In Tempest: without a body, Samoan choreographer Lemi Ponifasio and his MAU company present a visually ravishing and apocalyptic response to the sinister escalation of post-9/11 state powers. Partdance, part-theatre, part-oratory, Ponifasio’s powerful work speaks of conflicts, terrorism and colonialism, as well as the hope for a life of dignity and respect. With Ponifasio’s distinctive dance style of ceremonial ecstasy, Tempest also features an extraordinary appearance by prominent M?ori activist Tame Iti.

For a high-energy full-throttle experience, try Brazil’s Balé de Rua at Sydney Opera House, a pulsating mix of African dance, hip-hop, samba and capoeira.   Balé de Rua literally translates as ‘ballet of the street,’ the cast of fifteen dancers and two vocalists have wowed audiences the world over with their unique combination of traditional samba and capoeira with modern hip hop and street dance. Now they have brought their vivid vision of Brazil to the Sydney Opera House Concert Hall stage for a series of performances that promise to be spectacular.

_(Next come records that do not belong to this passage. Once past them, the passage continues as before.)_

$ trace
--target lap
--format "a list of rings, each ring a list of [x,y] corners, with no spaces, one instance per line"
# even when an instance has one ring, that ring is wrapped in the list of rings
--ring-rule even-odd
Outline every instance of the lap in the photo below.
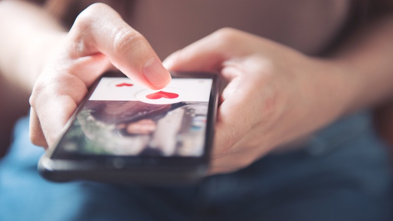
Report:
[[[392,173],[370,124],[366,114],[353,116],[302,150],[191,186],[149,188],[46,181],[36,172],[43,151],[28,142],[25,118],[0,164],[0,220],[388,220]]]

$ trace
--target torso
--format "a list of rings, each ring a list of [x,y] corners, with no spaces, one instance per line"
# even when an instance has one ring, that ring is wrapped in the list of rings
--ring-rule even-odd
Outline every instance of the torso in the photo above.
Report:
[[[84,7],[92,1],[85,1]],[[117,1],[107,1],[146,37],[163,59],[225,27],[317,54],[341,30],[351,1],[136,0],[127,4],[129,8]]]

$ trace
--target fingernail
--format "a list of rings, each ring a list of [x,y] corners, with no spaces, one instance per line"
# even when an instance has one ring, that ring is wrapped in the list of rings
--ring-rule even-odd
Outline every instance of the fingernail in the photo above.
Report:
[[[142,72],[146,80],[154,87],[163,87],[170,81],[169,72],[155,57],[152,57],[146,61]]]

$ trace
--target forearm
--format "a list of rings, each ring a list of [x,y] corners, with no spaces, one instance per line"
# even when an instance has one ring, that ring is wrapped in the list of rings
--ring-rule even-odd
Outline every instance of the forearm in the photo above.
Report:
[[[370,24],[331,60],[342,67],[345,111],[371,107],[393,95],[393,15]]]
[[[43,9],[15,0],[0,1],[0,73],[31,91],[64,30]]]

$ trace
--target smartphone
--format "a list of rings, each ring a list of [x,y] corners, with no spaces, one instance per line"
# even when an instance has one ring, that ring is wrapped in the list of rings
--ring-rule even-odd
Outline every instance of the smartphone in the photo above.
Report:
[[[40,174],[56,182],[153,185],[205,176],[214,134],[218,76],[171,75],[171,83],[159,90],[118,71],[103,75],[40,159]]]

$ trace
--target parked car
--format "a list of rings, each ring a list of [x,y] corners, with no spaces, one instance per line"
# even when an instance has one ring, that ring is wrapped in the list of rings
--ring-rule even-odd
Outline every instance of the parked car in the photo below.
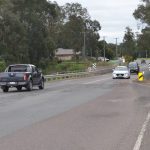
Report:
[[[128,67],[129,67],[131,73],[136,73],[136,74],[139,73],[140,68],[139,68],[139,65],[137,62],[130,62],[128,64]]]
[[[31,64],[14,64],[0,73],[0,87],[3,92],[8,92],[9,88],[15,87],[21,91],[25,87],[31,91],[33,86],[44,89],[44,76],[36,66]]]
[[[112,78],[130,79],[130,70],[127,66],[117,66],[112,73]]]

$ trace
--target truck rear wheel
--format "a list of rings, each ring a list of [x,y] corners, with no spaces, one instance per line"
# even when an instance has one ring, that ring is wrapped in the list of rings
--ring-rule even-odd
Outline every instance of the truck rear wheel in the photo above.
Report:
[[[31,80],[29,81],[29,83],[28,83],[28,85],[27,85],[26,88],[27,88],[28,91],[32,91],[32,89],[33,89],[33,84],[32,84],[32,81],[31,81]]]

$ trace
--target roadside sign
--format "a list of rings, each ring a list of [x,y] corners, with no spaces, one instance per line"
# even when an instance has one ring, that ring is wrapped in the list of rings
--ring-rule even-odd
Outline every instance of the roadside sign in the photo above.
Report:
[[[143,72],[139,72],[138,73],[138,80],[139,81],[143,81],[144,80]]]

From dark, poignant scenes of past slavery, to beautifully crafted segments of traditional dance, to energetic and exhilarating displays of Brazilian flexibility and stamina, Balé de Rua is a celebration of life. It is definitely worth the effort to journey through Brazil with these dancers, and their amazing percussion and infectious passion for dance are sure to draw you into their world. This is street ballet like you’ve never seen it before.
Balé de Rua is playing at the Concert Opera Hall, Sydney Opera House, until 17 January 2010.